Some of the food you’ll find in a yoshoku joint are the katsudon (a breaded and deep-fried pork cutlet cooked in a mirin, dashi, and egg liquid and served on top of rice), korroke (croquettes), and hayashi rice (a beef, onions, and button mushroom stew in demi-glace sauce served with rice).

If you’re looking for something familiar but still has that distinct Japanese touch, a yoshokuya is what you’re looking for.

11. Kaiseki Restaurant
Kaiseki dining may be the most interesting type of restaurant offering in this list but it is also possibly the most intimidating. To call it a formal affair is an understatement; it features the most meticulously and elaborately prepared Japanese dishes. Not surprisingly, it is also the most expensive. More than being a fine dining experience, kaiseki actually stems from the imperial-style dining of early Japan.

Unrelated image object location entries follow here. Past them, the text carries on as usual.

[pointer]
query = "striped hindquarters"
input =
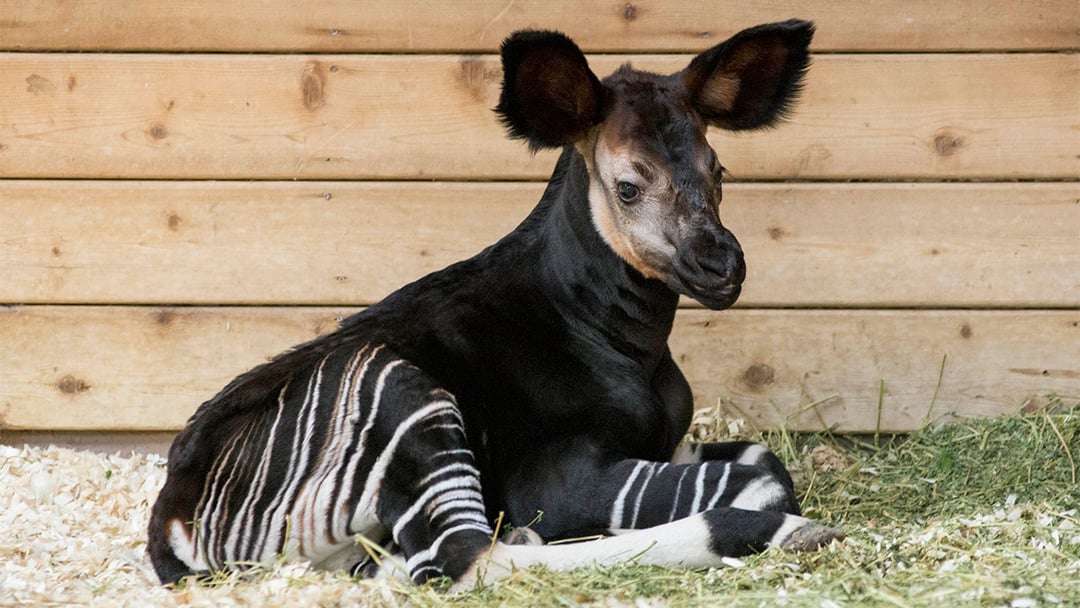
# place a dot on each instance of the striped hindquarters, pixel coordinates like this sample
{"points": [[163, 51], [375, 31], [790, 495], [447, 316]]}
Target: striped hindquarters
{"points": [[361, 443]]}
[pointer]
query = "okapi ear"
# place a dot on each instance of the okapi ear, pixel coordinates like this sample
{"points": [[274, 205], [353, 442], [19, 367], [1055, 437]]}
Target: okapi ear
{"points": [[752, 80], [550, 97]]}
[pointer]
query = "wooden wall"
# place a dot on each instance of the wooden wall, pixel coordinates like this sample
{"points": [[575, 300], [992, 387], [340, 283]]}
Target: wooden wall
{"points": [[187, 189]]}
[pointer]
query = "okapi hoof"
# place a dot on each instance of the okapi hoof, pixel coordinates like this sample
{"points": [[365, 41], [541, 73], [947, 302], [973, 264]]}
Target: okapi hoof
{"points": [[521, 536], [810, 537]]}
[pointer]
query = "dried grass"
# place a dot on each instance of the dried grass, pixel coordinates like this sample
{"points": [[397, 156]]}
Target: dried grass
{"points": [[972, 513]]}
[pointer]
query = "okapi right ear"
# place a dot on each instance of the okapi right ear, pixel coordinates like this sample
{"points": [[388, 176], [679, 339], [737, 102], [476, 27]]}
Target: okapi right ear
{"points": [[751, 80], [550, 97]]}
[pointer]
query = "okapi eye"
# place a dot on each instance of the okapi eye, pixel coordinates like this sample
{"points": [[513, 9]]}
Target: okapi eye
{"points": [[628, 192]]}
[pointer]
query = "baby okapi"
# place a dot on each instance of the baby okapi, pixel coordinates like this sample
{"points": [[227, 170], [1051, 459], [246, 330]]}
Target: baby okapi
{"points": [[534, 378]]}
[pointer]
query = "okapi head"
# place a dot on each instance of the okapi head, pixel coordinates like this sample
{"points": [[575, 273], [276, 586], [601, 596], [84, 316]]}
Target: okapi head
{"points": [[655, 181]]}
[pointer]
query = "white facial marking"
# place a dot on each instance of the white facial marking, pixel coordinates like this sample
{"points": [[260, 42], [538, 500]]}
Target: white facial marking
{"points": [[635, 231]]}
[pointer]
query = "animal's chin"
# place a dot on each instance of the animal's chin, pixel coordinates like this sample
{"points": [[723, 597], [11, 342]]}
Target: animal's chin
{"points": [[712, 292]]}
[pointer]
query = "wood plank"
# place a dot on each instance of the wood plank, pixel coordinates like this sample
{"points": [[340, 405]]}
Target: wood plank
{"points": [[480, 25], [352, 243], [117, 368], [329, 117]]}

A kaiseki meal is a mutli-course meal, with the number of courses reaching as much as fourteen but no less than seven. The food presentation is guided by Japanese aesthetics and the dish selection is guided by seasonality and locality. You will be hard pressed to find a kaiseki menu that has been repeated, even by the same chef.

The complete kaiseki courses are the following:
·         Sakizuke, an appetizer, usually bite-sized and similar to an hors d’oeuvre.
·         Hassun is made up of several small dishes and may come with one piece of sushi.
·         Mukozuke is the sashimi course which are slices of raw fish or seafood.
·         Takiawase is the vegetable course served with fish, meat, or tofu.
·         Futamono translates to ‘lidded dish’ and is usually a soup (served with a lid, of course).
·         Yakimono is a grilled or flame-broiled dish, usually fish.
·         Su-zakana is a palate cleanser and is usually a small dish of vegetables marinated in vinegar.
·         Hiyashi-bachi is a course that is only served in summer and includes lightly flavoured, chilled vegetables.
·         Naka-choko is another palate cleanser, often in the form of a soup with an acidic component.
·         Shiizakana is the heavier course of the meal. It is a hot pot dish and can be anything from beef to lobster.
·         Gohan translates to rice. This course is a rice dish featuring seasonal ingredients.
·         Ko no mono features seasonal pickled vegetables, often an integral part of any Japanese meal.
·         Tome-wan is made up of a miso-based soup and a rice bowl, served to make sure that you’re not still hungry. People often eat this course very lightly because the different courses can be very filling.
·         Mizumono is the dessert course and usually features a seasonal fruit, confection, or ice cream.

Dining kaiseki is a good opportunity to refresh all of the chopsticks etiquette that you learned in the previous chapter. Believe me, it’s all going to be called for. Still, the chef and servers are going to take into account that you’re not as experienced in Japanese-style fine dining as the local residents would be, but it doesn’t hurt to be prepared. It’s also a chance to show off some of the skills you’ve learned on how to use chopsticks!